MÃO DE LUVA: AS MANDINGAS DO LUVA DE XOPOTÓ



Em razão da descoberta de ouro em Minas Gerais, em princípios do século XVIII, um alvará proibira a circulação entre a Zona da Mata Mineira e os Sertões do Macacu. A partir de então, foi interditado esse trânsito para que, através dessa divisa, não evadisse clandestinamente o ouro extraído em Minas Gerais pela capitania fluminense. No entanto, os três irmãos Henriques, liderado por Manoel Henriques, conhecido pela alcunha de Mão de Luva, penetram com seus escravos nos Sertões do Macacu e iniciam uma garimpagem clandestina do ouro de aluvião há milênios depositados nos córregos dos Rios Grande, Negro e Dois Rios. Mão de Luva extraiu o ouro de aluvião durante vinte anos, até a década de oitenta do século XVIII, quando o garimpo clandestino foi descoberto. Ele foi preso por ordem do vice-rei D. Luiz de Vasconcellos e Souza.

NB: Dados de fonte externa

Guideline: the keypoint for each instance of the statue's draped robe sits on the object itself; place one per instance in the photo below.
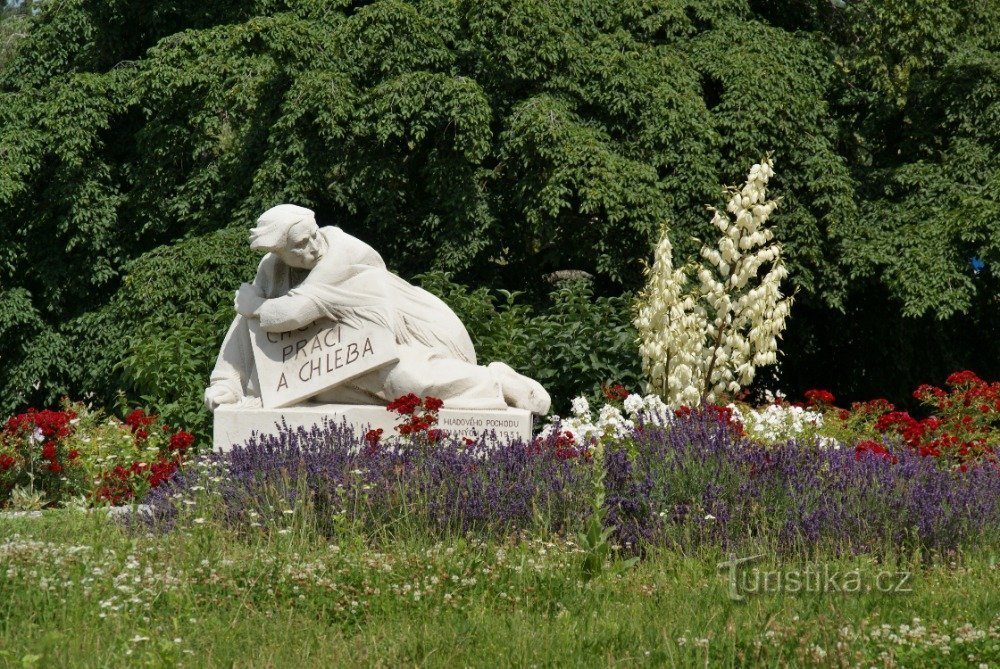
(351, 284)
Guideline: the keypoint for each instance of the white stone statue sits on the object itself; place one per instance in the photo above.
(311, 273)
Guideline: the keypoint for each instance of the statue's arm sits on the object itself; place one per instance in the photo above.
(228, 382)
(288, 312)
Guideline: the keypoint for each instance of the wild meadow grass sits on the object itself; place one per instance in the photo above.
(79, 590)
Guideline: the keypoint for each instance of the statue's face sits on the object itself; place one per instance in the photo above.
(302, 246)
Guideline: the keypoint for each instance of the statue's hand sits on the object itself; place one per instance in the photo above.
(219, 394)
(248, 300)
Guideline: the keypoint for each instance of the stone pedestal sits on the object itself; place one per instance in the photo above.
(234, 425)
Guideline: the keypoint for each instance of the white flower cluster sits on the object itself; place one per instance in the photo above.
(777, 423)
(610, 422)
(699, 341)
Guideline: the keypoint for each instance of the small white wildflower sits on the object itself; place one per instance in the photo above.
(581, 407)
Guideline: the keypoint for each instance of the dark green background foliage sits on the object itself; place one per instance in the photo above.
(497, 141)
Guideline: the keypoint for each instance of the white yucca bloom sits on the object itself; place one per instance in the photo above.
(700, 339)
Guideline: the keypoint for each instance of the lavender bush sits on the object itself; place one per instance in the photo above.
(688, 484)
(694, 482)
(449, 486)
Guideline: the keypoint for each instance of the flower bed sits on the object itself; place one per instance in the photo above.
(78, 456)
(680, 479)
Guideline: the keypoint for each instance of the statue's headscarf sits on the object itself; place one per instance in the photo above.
(274, 224)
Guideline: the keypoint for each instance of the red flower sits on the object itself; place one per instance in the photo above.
(820, 397)
(405, 404)
(372, 437)
(181, 441)
(964, 378)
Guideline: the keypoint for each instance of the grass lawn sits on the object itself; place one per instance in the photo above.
(77, 591)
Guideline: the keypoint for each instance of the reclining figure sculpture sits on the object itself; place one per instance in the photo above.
(312, 273)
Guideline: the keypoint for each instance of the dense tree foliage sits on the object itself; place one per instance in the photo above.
(498, 140)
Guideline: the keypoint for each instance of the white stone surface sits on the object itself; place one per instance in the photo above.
(234, 425)
(294, 366)
(311, 273)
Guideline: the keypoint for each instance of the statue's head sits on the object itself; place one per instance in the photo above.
(290, 232)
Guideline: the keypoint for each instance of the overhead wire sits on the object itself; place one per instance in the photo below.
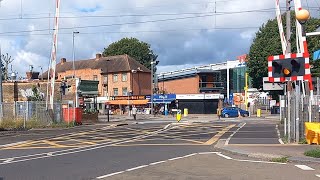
(144, 15)
(127, 23)
(132, 32)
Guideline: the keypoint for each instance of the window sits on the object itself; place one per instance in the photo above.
(95, 77)
(124, 91)
(115, 78)
(115, 92)
(124, 77)
(105, 92)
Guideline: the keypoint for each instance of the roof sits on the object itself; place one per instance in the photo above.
(109, 64)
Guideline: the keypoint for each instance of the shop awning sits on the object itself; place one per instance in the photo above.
(126, 102)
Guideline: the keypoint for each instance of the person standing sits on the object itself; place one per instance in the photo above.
(134, 112)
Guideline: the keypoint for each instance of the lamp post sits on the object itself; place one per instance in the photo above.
(74, 75)
(130, 93)
(41, 73)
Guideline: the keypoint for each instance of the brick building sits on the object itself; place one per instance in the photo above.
(221, 78)
(117, 75)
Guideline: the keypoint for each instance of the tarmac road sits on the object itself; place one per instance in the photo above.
(99, 151)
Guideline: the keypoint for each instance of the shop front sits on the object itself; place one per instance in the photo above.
(123, 104)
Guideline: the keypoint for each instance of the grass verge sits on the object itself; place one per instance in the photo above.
(313, 153)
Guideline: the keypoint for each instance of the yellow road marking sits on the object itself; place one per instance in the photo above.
(85, 142)
(186, 144)
(45, 147)
(217, 136)
(52, 143)
(24, 144)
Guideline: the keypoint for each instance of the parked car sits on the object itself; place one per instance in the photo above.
(233, 112)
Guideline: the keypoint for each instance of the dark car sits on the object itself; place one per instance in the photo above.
(233, 112)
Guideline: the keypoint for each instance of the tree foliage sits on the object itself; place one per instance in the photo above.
(139, 50)
(267, 42)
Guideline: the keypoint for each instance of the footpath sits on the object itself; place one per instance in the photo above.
(263, 143)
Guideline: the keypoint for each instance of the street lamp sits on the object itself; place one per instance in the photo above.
(41, 73)
(74, 75)
(108, 105)
(73, 53)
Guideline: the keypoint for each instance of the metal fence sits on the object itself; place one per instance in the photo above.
(34, 113)
(295, 110)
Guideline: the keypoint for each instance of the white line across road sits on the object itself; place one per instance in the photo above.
(135, 168)
(304, 167)
(108, 175)
(186, 156)
(155, 163)
(240, 126)
(224, 156)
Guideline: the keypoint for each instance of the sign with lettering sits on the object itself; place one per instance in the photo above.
(128, 97)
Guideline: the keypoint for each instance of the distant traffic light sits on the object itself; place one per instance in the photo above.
(288, 67)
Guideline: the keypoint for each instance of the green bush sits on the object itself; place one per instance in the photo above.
(11, 124)
(313, 153)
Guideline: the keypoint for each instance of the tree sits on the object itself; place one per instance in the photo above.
(267, 42)
(139, 50)
(6, 60)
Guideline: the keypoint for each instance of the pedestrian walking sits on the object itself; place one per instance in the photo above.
(134, 112)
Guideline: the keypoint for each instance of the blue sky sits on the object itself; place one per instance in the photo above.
(188, 33)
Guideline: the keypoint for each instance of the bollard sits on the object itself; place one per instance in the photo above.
(178, 115)
(185, 112)
(258, 112)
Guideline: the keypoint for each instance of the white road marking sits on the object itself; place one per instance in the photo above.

Manoel Henriques, o Mão de Luva, nasceu na Freguesia de Santo Antônio de Ouro Branco, Bispado de Mariana, em Minas Gerais. Seu banho matrimonial, como era denominado o casamento naquela época, foi com Maria da Silva com quem teve filhos. Mão de Luva tinha aproximadamente 35 anos quando se embrenhou nos Sertões do Macacu com seus três irmãos, esposa, filhos, escravos e vários companheiros para garimpagem clandestina. Portava uma luva no lugar de uma das mãos que perdera quando se metera em uma briga e que lhe valeu a alcunha de Mão de Luva. Quem melhor jogou luz sobre a história do Luva do Xopotó foi o historiador Rodrigo Leonardo de Sousa Oliveira no trabalho acadêmico intitulado “Mão de Luva e Montanha, Bandoleiros e Salteadores nos caminhos de Minas Gerais, no século XVIII”.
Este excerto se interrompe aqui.